AWK Command – Replace Character for Lines Not Starting with ‘>’

awkbioinformaticstext processing

I'm working with sequence data and I stupidly cannot find the correct way to replace "." by "X" in lines not starting with ">" using awk. I really need to use awk and not sed.

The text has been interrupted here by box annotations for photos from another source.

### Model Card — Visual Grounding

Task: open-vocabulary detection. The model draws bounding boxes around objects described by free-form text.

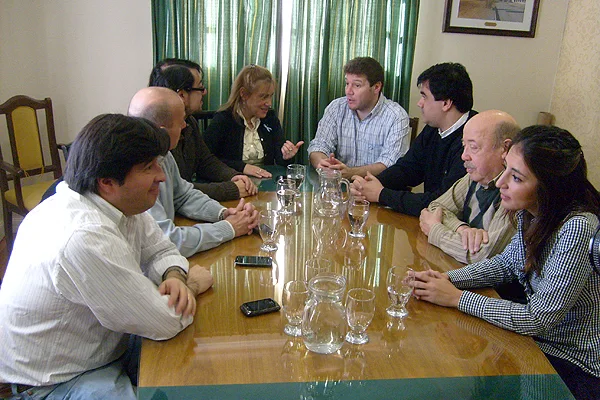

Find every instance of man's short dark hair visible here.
[417,63,473,113]
[344,57,384,86]
[148,58,204,86]
[64,114,170,194]
[150,65,194,91]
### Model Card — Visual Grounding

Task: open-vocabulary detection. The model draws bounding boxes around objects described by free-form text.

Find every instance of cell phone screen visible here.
[235,256,273,267]
[240,298,281,317]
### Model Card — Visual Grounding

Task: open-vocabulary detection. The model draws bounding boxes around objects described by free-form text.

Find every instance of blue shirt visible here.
[308,95,410,167]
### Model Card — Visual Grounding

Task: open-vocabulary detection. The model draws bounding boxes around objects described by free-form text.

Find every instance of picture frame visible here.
[442,0,540,38]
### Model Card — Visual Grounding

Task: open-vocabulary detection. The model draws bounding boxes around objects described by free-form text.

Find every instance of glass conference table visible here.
[138,169,573,400]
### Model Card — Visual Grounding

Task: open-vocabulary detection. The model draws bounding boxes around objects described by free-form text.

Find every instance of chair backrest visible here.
[408,117,419,144]
[0,95,62,189]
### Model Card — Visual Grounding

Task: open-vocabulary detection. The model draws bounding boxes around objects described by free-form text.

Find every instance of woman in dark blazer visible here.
[204,65,304,178]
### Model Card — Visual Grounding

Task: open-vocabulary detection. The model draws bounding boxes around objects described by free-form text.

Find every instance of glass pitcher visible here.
[302,272,346,354]
[314,168,350,216]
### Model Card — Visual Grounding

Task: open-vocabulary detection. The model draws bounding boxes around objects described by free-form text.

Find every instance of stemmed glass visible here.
[281,281,308,336]
[287,164,306,197]
[348,199,369,238]
[277,179,296,215]
[386,266,415,317]
[258,210,279,252]
[304,258,331,282]
[346,288,375,344]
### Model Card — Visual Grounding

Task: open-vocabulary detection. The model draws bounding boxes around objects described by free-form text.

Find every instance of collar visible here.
[56,181,127,226]
[438,111,469,139]
[346,93,387,121]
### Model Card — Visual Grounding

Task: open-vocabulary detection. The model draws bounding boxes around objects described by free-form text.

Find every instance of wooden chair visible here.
[0,95,62,254]
[408,117,419,145]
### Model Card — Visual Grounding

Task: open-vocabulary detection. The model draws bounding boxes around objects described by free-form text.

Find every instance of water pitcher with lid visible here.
[314,168,350,216]
[302,272,346,354]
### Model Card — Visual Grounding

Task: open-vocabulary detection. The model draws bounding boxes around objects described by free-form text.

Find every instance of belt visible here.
[0,383,34,399]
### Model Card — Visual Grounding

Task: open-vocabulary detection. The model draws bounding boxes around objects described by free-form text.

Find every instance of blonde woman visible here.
[204,65,304,178]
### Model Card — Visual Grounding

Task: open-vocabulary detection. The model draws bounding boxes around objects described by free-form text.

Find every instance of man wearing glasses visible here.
[128,86,258,257]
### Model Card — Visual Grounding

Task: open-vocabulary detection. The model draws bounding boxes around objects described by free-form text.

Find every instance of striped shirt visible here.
[448,211,600,377]
[308,94,410,167]
[0,182,192,386]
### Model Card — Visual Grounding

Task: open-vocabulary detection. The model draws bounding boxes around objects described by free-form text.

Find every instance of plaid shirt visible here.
[308,95,410,167]
[448,212,600,377]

I got this far, but simply all "." are replaced in this way:

awk '/^>/ {next} {gsub(/\./,"X")}1' Sfr.pep > Sfr2.pep

Example subdata:

>sequence.1
GTCAGTCAGTCA.GTCAGTCA

Result I want to get:

>sequence.1
GTCAGTCAGTCAXGTCAGTCA

Best Answer

It seems more natural to do this with sed:

sed '/^>/!y/./X/' Sfr.pep >Sfr2.pep

This would match ^> against the current line ("does this line start with a > character?"). If that expression does not match, the y command is used to change each dot in that line to X.

Testing:

$ cat Sfr.pep
>sequence.1
GTCAGTCAGTCA.GTCAGTCA
$ sed '/^>/!y/./X/' Sfr.pep >Sfr2.pep
$ cat Sfr2.pep
>sequence.1
GTCAGTCAGTCAXGTCAGTCA

The main issue with your awk code is that next is executed whenever you come across a fasta header line. This means that you code only produces sequence data, without headers. That sequence data should look ok though, but that would not be much help.

Simply negating the test and dropping the next block (or preceding the next with print) would solve it in awk for you, but, and this is my personal opinion, using the y command in sed is more elegant than using gsub() (or s///g in sed) for transliterating single characters.